O drama que transcorre de forma translúcida na região metropolitana do Rio, e de maneira menos visível em outras, deve levar magistrados da Justiça eleitoral e dirigentes partidários à reflexão. Eles podem e devem servir de barreira a que laranjas de traficantes, milicianos ou de que ramo da criminalidade seja conquistem cargos eletivos, alguns deles blindados por imunidades.
Os currais eleitorais da criminalidade reforçam, ainda, a posição defendida pelo Tribunal Regional Eleitoral fluminense (TRE-RJ), favorável a uma avaliação rígida, como deve ser, da folha corrida dos candidatos.
Se valesse a interpretação pessoal do próprio ministro Ayres Britto, presidente do Tribunal Superior Eleitoral (TSE), Jerominho e Natalino, mesmo sem qualquer condenação final, não teriam sido candidatos. Mas Britto é minoritário no TSE.

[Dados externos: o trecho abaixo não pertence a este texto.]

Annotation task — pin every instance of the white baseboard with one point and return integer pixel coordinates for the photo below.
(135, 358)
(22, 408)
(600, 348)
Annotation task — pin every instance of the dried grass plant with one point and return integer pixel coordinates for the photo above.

O Congresso, por sua vez, precisa apressar a revisão da Lei das Inelegibilidades, para acabar de vez com o conflito de entendimentos entre tribunais regionais e o TSE. Impedir que pessoas condenadas em primeira instância por crimes graves ganhem passaporte para a política já será um grande avanço. Mas, antes que isso seja possível, os magistrados devem julgar atentos ao que acontece na Rocinha e em outras “zonas de exclusão”.
É impensável que, restaurada a democracia depois de mais de duas décadas de trevas políticas, ela venha a ser ameaçada por traficantes, milicianos e radicais de esquerda, devido à leniência de representantes do Judiciário, do Executivo e do Legislativo. Será um retumbante suicídio institucional.